The two singers that shaped Amy Winehouse: “I learned from everything”

The fact it’s been nearly 15 years since Amy Winehouse passed away is heartbreaking. She was one of the most influential artists of a generation, who refused to give in to the outside world’s demands and, like so many creatives of such consequence, had her demons. Yet, for all of the melancholy that featured in her life, her records remain a testament to her incandescent flare.

Although Winehouse is remembered as a tragic artist, this notion often overshadows her talents. Not only was she a fantastic singer, but she also appreciated great art in all its forms, with her just as much of a punk as she was a soul singer.

Her list of musical loves also reflects how she is not the one-dimensional character that popular narratives depict her as. She had a better record collection than most, and her affinity for the greats gave her the inspiration to pursue her talents and make a career out of them. Given the assortment of music she discussed, it also prompts questions about what direction her career might have taken if she’d lived. There’s a high chance she’d still be at the forefront of the industry today.

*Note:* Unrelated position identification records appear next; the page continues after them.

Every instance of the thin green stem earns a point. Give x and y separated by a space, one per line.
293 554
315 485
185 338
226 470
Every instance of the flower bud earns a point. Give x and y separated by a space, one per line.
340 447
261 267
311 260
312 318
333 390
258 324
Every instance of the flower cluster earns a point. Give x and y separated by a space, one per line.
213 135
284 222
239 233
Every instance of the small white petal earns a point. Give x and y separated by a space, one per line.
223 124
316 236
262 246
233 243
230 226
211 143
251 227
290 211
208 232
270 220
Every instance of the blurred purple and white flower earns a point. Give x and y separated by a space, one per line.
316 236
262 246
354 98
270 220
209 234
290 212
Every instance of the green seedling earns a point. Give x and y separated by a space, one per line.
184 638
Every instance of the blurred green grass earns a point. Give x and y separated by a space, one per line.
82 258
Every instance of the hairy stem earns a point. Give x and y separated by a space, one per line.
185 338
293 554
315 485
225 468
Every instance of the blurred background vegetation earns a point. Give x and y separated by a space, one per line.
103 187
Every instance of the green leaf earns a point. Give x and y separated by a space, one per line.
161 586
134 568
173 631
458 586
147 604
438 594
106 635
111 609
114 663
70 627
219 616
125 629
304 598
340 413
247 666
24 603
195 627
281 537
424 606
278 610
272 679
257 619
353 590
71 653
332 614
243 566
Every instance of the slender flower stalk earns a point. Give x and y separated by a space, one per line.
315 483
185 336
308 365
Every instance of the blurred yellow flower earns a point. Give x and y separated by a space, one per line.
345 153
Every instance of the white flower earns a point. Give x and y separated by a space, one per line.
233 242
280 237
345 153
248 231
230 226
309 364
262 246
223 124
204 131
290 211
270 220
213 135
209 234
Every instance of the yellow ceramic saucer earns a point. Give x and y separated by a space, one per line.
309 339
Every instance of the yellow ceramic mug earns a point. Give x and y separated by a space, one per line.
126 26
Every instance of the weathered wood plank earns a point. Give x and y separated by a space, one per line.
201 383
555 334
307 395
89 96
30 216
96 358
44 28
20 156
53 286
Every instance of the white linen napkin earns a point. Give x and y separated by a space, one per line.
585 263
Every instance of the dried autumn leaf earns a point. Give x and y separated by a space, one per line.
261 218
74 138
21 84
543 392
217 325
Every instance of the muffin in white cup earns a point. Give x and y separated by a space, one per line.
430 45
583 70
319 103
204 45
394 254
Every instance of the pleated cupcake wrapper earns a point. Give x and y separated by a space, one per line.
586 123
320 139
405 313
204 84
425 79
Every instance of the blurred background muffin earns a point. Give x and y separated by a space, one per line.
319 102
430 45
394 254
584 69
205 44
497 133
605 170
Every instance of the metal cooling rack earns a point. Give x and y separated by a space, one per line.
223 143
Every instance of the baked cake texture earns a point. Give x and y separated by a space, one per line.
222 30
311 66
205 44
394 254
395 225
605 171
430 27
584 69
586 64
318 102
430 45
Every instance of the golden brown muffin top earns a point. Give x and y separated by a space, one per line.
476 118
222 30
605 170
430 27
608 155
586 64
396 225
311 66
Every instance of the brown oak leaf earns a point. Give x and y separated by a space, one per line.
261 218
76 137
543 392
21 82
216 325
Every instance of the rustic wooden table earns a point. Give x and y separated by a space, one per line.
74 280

Reflecting this artistic substance is that when Winehouse was younger, she didn’t actually listen to much soul, the genre she’s now deemed inextricable from. As a child and in her early teens, she listened to hip-hop and jazz, and it was only after she got into Motown’s girl groups that she was introduced to the other genre that, alongside those above, her work would sit at the nexus of.

That then gave Winehouse a route into gospel legends such as Mahalia Jackson and Aretha Franklin, who, in addition to possessing great voices, often sang about matters of the soul, as she would later do, creating real profundity by taking this lyrical tact and heightening it with the raw power of their delivery. She might not have been religious, but for this reason, she found the Gospel incredibly inspirational, and it showed her early on that music was her idol.

Given her inherent ear for great music, Winehouse even listened to Sonic Youth, Pearl Jam, and, most surprisingly, Northern Irish rockers Therapy when she was in primary school due to the influence of her older brother. Still, her dalliance with this environment was short. She discovered Salt-n-Pepa when on the verge of secondary school, which started her moving in a more soulful direction. Her brother would also play a crucial role in engrossing herself in jazz. He started listening to jazz at 18, when his sonic proclivities were expanding, and hearing Thelonious Monk’s ”Round Midnight’ under his door was pivotal for her life’s trajectory.

In terms of singers, there were two who shaped Winehouse more than any others, Sarah Vaughan and Dinah Washington, two pioneers of jazz, who demonstrated that it wasn’t just a man’s world.

“Sarah Vaughan is one of my favourite singers of all time. She was an instrument. I’ve heard one record; it’s like a humming solo, and she sounds like a reed instrument – like a clarinet,” she explained to The Guardian in 2006. “I came to Sarah Vaughan later: I was about 18. And I learned to sing from Dinah Washington and from stuff like [Thelonious] Monk. It wasn’t just the vocal jazz – I learned from everything, really.”

A truly unique artist, Amy Winehouse brilliantly channelled the work of her heroes into her sound. After reading her comment about Vaughan and Washington, their expressive fire becomes evident at the forefront of her style.